AWS have released what they call the Fastest Driver in Formula 1, and even after reading their explanations, just, no.
And here’s the top 1️⃣0️⃣!
👀 ICYMI, more here >> https://t.co/ghznkqrmne#F1 @awscloud pic.twitter.com/zACUClNmTa
— Formula 1 (@F1) August 18, 2020
At the start the list doesn’t look too bad, and then you keep going and it just keeps getting more bizarre. When you look at the full top 20 it is simply ridiculous. While you can try and compare drivers over different eras with numbers and algorithms, it just doesn’t work and isn’t possible. While in my early days I did do this myself, it was a mistake and utterly baseless in anything. While you can compare teammates up to a point, when you then start comparing teammates to their previous teammates, and then their teammates, it stops working.
A standard algorithm is still written by someone, algorithms can be written with bias, whether intended or not, stats can also be shown with bias by not giving the full picture. My day job also often involves stats, and I know exactly how to show bias in stats and graphs to display what you want them to show. While I’m glad AWS have somewhat explained how they came to these numbers, they still mean absolutely nothing.
AWS have said the figures came from machine learning, using every qualifying session since 1983, and compared drivers to their teammates, but only where there are drivers with 5 or more races as teammates, and then comparing teammates of teammates and so on. But this brings a problem, for one, there are not enough data points in that selection to be anywhere near accurate.

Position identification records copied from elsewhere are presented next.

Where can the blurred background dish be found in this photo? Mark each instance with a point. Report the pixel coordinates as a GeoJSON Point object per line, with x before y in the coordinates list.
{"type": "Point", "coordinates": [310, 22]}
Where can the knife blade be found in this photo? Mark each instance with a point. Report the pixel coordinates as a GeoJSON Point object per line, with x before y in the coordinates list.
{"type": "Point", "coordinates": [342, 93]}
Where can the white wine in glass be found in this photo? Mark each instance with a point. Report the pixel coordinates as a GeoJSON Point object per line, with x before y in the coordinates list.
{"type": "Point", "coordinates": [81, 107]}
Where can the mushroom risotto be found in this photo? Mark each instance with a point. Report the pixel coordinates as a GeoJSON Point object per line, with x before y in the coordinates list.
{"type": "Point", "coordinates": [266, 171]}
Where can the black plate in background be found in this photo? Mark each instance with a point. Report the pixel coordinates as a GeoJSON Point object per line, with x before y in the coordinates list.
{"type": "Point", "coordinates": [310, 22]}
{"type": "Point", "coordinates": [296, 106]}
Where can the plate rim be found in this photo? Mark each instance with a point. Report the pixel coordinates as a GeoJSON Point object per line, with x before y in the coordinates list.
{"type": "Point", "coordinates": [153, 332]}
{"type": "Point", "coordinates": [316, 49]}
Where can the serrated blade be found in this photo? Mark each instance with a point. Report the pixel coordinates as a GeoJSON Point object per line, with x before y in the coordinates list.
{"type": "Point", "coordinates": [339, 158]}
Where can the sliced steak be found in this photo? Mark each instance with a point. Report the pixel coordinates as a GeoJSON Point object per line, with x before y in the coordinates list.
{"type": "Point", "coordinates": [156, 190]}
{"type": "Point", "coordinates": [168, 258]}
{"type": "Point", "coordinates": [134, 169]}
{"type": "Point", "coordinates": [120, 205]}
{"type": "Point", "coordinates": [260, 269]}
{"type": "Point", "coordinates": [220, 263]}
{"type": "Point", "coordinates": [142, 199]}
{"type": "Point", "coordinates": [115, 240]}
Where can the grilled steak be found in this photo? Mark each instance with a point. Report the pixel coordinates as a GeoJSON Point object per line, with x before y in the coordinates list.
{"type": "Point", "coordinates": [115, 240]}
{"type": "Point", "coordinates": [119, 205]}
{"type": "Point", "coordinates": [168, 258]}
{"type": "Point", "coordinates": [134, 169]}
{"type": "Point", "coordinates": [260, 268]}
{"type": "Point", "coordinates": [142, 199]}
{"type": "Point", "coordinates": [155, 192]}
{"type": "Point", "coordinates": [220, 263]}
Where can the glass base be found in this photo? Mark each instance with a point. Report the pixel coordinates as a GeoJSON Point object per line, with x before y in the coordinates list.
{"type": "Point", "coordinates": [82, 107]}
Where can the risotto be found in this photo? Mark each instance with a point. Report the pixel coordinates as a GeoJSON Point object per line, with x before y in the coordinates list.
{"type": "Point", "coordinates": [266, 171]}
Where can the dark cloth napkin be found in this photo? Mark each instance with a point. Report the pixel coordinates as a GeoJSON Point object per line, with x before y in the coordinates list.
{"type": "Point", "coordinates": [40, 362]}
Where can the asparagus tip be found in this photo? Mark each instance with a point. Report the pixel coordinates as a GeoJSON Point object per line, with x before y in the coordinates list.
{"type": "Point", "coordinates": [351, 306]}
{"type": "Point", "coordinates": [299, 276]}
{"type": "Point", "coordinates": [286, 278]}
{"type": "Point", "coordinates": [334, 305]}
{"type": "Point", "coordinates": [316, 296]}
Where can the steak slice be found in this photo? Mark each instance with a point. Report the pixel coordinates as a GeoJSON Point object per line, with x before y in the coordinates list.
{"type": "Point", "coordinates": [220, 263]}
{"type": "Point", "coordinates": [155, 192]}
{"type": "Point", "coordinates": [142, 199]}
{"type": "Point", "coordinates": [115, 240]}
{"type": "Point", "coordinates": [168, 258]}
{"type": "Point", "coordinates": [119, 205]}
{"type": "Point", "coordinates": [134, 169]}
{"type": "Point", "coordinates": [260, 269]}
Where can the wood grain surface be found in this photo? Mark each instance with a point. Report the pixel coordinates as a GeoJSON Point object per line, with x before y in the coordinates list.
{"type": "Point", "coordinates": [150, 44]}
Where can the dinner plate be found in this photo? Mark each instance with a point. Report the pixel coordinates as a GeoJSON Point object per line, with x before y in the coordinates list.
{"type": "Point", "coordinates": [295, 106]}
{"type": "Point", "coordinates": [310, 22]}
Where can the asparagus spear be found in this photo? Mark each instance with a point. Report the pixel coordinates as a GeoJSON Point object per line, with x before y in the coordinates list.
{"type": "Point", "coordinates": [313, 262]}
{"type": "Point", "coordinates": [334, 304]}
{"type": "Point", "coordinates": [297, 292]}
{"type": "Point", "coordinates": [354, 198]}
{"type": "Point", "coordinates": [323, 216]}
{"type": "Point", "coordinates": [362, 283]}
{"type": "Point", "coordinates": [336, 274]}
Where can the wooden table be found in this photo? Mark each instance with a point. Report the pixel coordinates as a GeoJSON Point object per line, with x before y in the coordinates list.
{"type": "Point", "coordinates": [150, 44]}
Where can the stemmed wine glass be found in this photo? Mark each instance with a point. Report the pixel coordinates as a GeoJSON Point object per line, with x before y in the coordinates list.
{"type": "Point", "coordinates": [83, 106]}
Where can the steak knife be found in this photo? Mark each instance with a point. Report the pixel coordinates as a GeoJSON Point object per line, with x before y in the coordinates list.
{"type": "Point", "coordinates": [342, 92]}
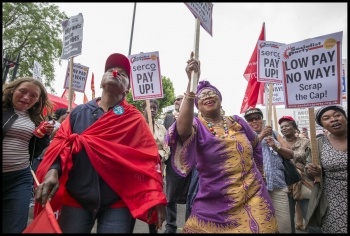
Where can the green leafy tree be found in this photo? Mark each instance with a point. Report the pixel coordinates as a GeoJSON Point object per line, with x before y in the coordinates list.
{"type": "Point", "coordinates": [34, 30]}
{"type": "Point", "coordinates": [167, 100]}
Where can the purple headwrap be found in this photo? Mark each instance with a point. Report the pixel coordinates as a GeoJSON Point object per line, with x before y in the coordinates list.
{"type": "Point", "coordinates": [203, 85]}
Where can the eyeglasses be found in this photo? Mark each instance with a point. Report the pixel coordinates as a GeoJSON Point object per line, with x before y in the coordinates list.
{"type": "Point", "coordinates": [252, 118]}
{"type": "Point", "coordinates": [210, 93]}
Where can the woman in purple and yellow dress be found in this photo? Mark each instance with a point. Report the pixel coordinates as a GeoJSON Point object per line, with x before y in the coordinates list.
{"type": "Point", "coordinates": [232, 196]}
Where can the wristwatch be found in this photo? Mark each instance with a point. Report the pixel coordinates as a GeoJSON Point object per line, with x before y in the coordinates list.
{"type": "Point", "coordinates": [278, 147]}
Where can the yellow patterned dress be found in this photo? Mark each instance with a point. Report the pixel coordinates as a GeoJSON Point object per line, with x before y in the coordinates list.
{"type": "Point", "coordinates": [232, 196]}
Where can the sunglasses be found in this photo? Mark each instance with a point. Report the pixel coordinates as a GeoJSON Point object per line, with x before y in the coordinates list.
{"type": "Point", "coordinates": [210, 93]}
{"type": "Point", "coordinates": [252, 118]}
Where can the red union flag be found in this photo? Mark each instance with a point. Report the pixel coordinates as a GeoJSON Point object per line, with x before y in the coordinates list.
{"type": "Point", "coordinates": [92, 86]}
{"type": "Point", "coordinates": [255, 90]}
{"type": "Point", "coordinates": [85, 99]}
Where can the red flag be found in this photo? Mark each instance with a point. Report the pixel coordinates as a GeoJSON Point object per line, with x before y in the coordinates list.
{"type": "Point", "coordinates": [92, 86]}
{"type": "Point", "coordinates": [45, 222]}
{"type": "Point", "coordinates": [85, 99]}
{"type": "Point", "coordinates": [255, 90]}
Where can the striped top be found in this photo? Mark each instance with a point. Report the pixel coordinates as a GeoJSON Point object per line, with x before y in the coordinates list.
{"type": "Point", "coordinates": [15, 152]}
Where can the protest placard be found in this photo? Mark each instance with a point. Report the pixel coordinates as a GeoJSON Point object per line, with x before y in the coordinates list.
{"type": "Point", "coordinates": [79, 78]}
{"type": "Point", "coordinates": [312, 71]}
{"type": "Point", "coordinates": [146, 81]}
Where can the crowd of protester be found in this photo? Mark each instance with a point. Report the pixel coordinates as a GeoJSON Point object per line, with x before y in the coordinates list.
{"type": "Point", "coordinates": [101, 164]}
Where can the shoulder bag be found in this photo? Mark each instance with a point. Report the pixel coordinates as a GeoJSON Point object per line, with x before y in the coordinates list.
{"type": "Point", "coordinates": [291, 173]}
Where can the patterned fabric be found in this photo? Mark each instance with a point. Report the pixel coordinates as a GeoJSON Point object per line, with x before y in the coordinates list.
{"type": "Point", "coordinates": [232, 197]}
{"type": "Point", "coordinates": [15, 153]}
{"type": "Point", "coordinates": [159, 135]}
{"type": "Point", "coordinates": [273, 167]}
{"type": "Point", "coordinates": [335, 168]}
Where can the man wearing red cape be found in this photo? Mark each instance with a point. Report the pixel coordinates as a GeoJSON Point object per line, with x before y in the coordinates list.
{"type": "Point", "coordinates": [103, 163]}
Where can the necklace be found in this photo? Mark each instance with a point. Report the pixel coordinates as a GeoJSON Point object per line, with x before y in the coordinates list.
{"type": "Point", "coordinates": [211, 129]}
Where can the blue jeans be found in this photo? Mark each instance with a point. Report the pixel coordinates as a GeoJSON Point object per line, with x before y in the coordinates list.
{"type": "Point", "coordinates": [16, 194]}
{"type": "Point", "coordinates": [192, 193]}
{"type": "Point", "coordinates": [79, 220]}
{"type": "Point", "coordinates": [303, 205]}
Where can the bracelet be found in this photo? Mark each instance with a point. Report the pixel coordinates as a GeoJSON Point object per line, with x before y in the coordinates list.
{"type": "Point", "coordinates": [278, 147]}
{"type": "Point", "coordinates": [190, 95]}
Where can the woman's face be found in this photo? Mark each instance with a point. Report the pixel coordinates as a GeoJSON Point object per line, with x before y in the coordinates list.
{"type": "Point", "coordinates": [208, 101]}
{"type": "Point", "coordinates": [255, 121]}
{"type": "Point", "coordinates": [118, 84]}
{"type": "Point", "coordinates": [287, 129]}
{"type": "Point", "coordinates": [154, 109]}
{"type": "Point", "coordinates": [334, 121]}
{"type": "Point", "coordinates": [25, 96]}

Using what AWS have said, to compare Hamilton and Verstappen, you’d have had to compare Hamilton to Button, Button to Alonso, Alonso to Raikkonen, Raikkonen to Vettel, Vettel to Ricciardo, and then Ricciardo to Verstappen. To compare Senna with some of the other drivers it’s an even more ridiculous link than that. While in other applications these links may work fine, in F1 it doesn’t, there are too many variables and different drivers suit different cars.
While I have so many more issues with this specific data set, I have more issues with some of the other AWS graphics and data, specifically some of the ones they often show during practice/qualifying/race sessions. The tyre graphic means basically nothing, they cannot know the actual life of the tyre, it will be based off time data, laps on the tyre and the wear rate of the circuit, but the number they give is purely a prediction but commentators often take it as fact.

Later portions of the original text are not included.